I've looked in the Labview examples under 'counter' and 'reset', but the examples only show how to reset the counter at a fixed value, which is not what I want. I've also seen https://forums.ni.com/t5/LabVIEW/Reset-clock-count-encoder-counts/td-p/137494 and https://forums.ni.com/t5/Example-Code/Count-Digital-Events-with-Option-to-Reset-Counter-Using-DAQmx/... but that is not what I'm looking for.
Thanks again in advance!
03-15-2013 05:10 AM
Hello Tim,
It's a bit unclear for me what you're looking for:
Can you elaborate a bit more on this sentence?
"However, one problem I have now is that the counter is cumulative and I subtract each previous value from the current value to get the counts in one bin. Is there a way for the counter to return only the count in the current bin?"
Can you define what your definition of bin is and how I should link it to the visible diagram?
The problem is that I don't see any subtraction in you BD, so I don't see where the problem is that you want to solve.
03-15-2013 05:58 AM
I have a pulsed signal coming in from a PMT. I want to measure the amount of pulses during a certain time interval, the 'dwell time', which is the bin I mentioned. I use one counter (ctr1) to generate a square wave at the frequency 1/dwell time, and count pulses between rising edges of this counter using a second counter (ctr0).
The issue I have is that when I read the samples from ctr1, I get the cumulative number of counts for each bin, and not the number of counts in each bin. Instead of [6, 5, 4, 7, 4, 5, 4, 4] I get [6, 11, 15, 22, 26, 31, 35, 39].
I added code to the VI to calculate the counts per bin instead of cumulative sum (not shown in this VI), but I would like to do it in the hardware itself if possible. Is it possible to reset the counter after each bin?
03-15-2013 10:41 AM
Make sure your CI.countEdge.CountReset.Enable = True on the property node, this should reset the PMT count on eachbin edge.
03-18-2013 09:44 AM
Thanks for your suggestion, Paul.
I tried to use CI.countEdge.CountReset.Enable = True, however this property seems to be incompatible with the Sample Clock timing I'm using. I need the Sample Clock to count edges with a specific frequency and with a finite number of bins.
When I run another counter at a certain sampling interval, I can use that one to reset the counter with a certain frequency (i.e. with CI.countEdge.CountReset.Term), but I cannot use it simultaneously to set the sampling interval of the first counter.
The best solution I have now is to take the cumulative data and manually take the difference, which works but is a bit cumbersome. Is there a way to reset the counter automatically, while taking a finite number of measurements with a specific integration time?
03-18-2013 01:58 PM
I made a very similar application and was able to do this (it has been many years since I did it so my memory might be off).
This is what I did.
1. Counter 0 was a retrigerrable finite pules train set for the number of bins I wanted and had a period of the bin duration, configurable from software
2. Counter 1 was a simple count PMT pulses (the source of the count) which would buffer a coun t on the rising edge of the clock. The clock was of course the output of counter 0.
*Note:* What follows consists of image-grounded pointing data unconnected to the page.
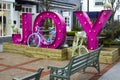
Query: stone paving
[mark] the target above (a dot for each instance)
(17, 65)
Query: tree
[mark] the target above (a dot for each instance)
(45, 5)
(115, 4)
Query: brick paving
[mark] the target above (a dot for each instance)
(17, 65)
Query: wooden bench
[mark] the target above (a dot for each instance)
(35, 76)
(76, 64)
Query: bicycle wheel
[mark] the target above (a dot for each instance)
(33, 40)
(82, 50)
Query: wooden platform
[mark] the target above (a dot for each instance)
(45, 53)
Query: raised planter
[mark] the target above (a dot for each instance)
(45, 53)
(109, 55)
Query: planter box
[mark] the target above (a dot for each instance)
(109, 55)
(45, 53)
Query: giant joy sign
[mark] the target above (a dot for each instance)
(92, 29)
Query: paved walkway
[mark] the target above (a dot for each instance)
(17, 65)
(112, 74)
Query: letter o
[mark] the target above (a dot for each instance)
(60, 27)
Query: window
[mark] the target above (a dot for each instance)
(24, 9)
(98, 2)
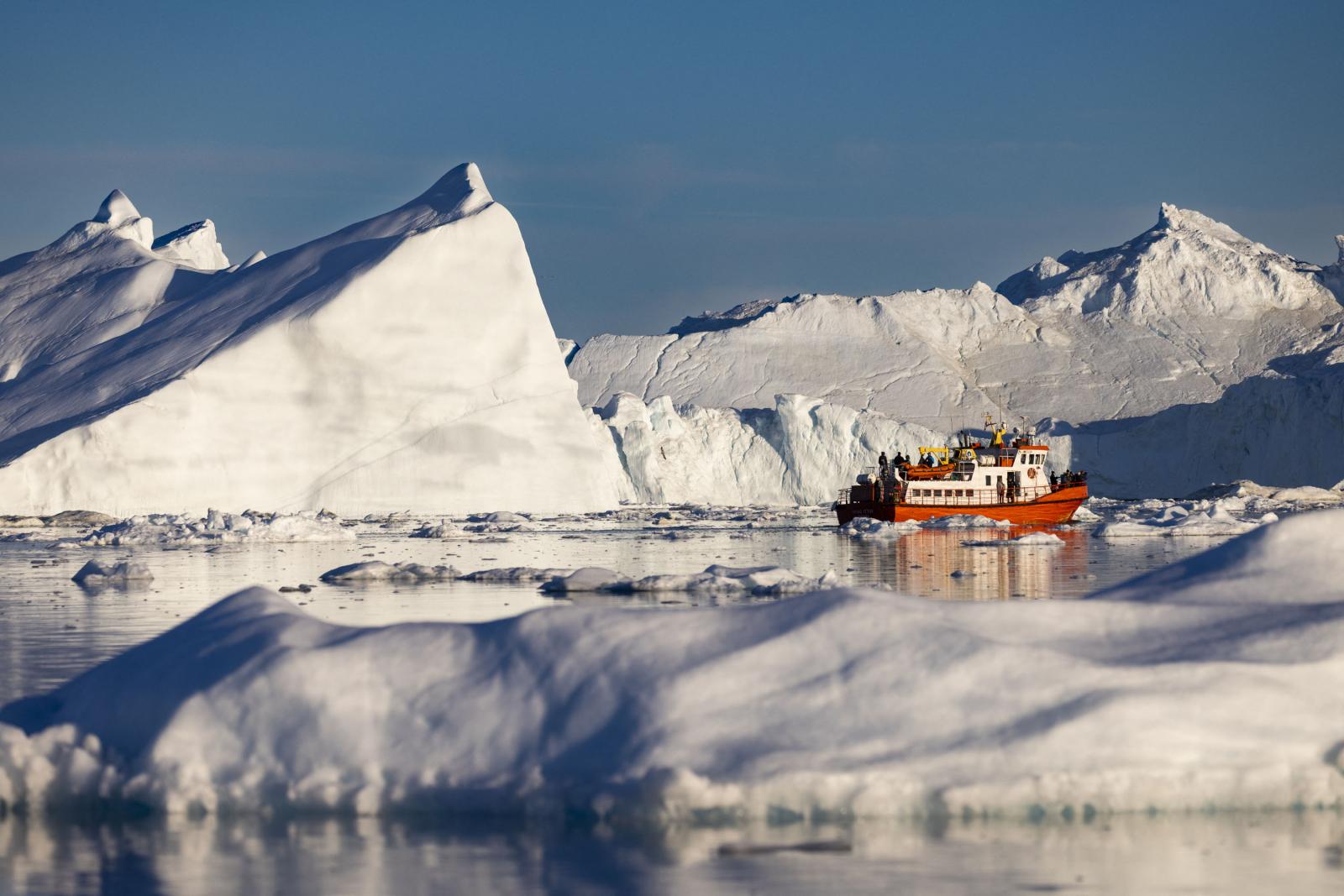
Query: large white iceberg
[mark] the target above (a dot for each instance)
(1215, 683)
(800, 450)
(403, 362)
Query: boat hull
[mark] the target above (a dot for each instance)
(1048, 510)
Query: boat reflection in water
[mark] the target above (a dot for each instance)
(947, 563)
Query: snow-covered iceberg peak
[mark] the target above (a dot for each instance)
(457, 194)
(1187, 266)
(405, 360)
(194, 244)
(116, 210)
(1334, 275)
(1171, 217)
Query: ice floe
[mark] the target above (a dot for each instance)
(214, 528)
(380, 571)
(1030, 540)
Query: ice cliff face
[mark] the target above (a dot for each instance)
(403, 362)
(1187, 325)
(799, 452)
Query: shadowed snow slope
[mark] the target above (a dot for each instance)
(1167, 324)
(1215, 683)
(402, 362)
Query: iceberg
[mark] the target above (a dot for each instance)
(1189, 342)
(799, 452)
(402, 362)
(847, 703)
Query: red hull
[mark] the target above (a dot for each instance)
(1048, 510)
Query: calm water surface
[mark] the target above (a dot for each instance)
(50, 631)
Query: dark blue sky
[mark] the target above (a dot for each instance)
(690, 156)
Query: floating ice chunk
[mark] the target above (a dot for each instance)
(215, 528)
(964, 521)
(1030, 540)
(866, 527)
(444, 530)
(717, 579)
(499, 516)
(1211, 523)
(1084, 515)
(517, 574)
(380, 571)
(96, 574)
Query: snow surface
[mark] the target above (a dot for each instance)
(214, 528)
(1189, 342)
(1216, 683)
(402, 362)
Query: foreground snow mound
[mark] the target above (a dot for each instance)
(844, 701)
(402, 362)
(214, 528)
(1297, 560)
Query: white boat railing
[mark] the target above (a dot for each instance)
(921, 493)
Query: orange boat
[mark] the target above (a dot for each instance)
(1003, 481)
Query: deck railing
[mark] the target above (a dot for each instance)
(949, 496)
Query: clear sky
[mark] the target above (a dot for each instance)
(665, 159)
So when a trigger was inputted on counter 0 trigger line, I would get buffered N bins of some specified durration each bin contained the number of photons for the duration.
One issue is on older cards I think the finite pulse train actually used 2 counters (dont think this is the case anymore)
03-18-2013 03:21 PM
@falkpl wrote:
This is what I did.
1. Counter 0 was a retrigerrable finite pules train set for the number of bins I wanted and had a period of the bin duration, configurable from software
2. Counter 1 was a simple count PMT pulses (the source of the count) which would buffer a coun t on the rising edge of the clock. The clock was of course the output of counter 0.
Thanks, I think this is what I also have, see my screenshot above from 03-14-2013 07:25 AM. The issue I have now is that the bin count on counter 1 is cumulative, while I would like the number of counts per individual bin instead. Do you remember if you had a similar issue in the case you mentioned above?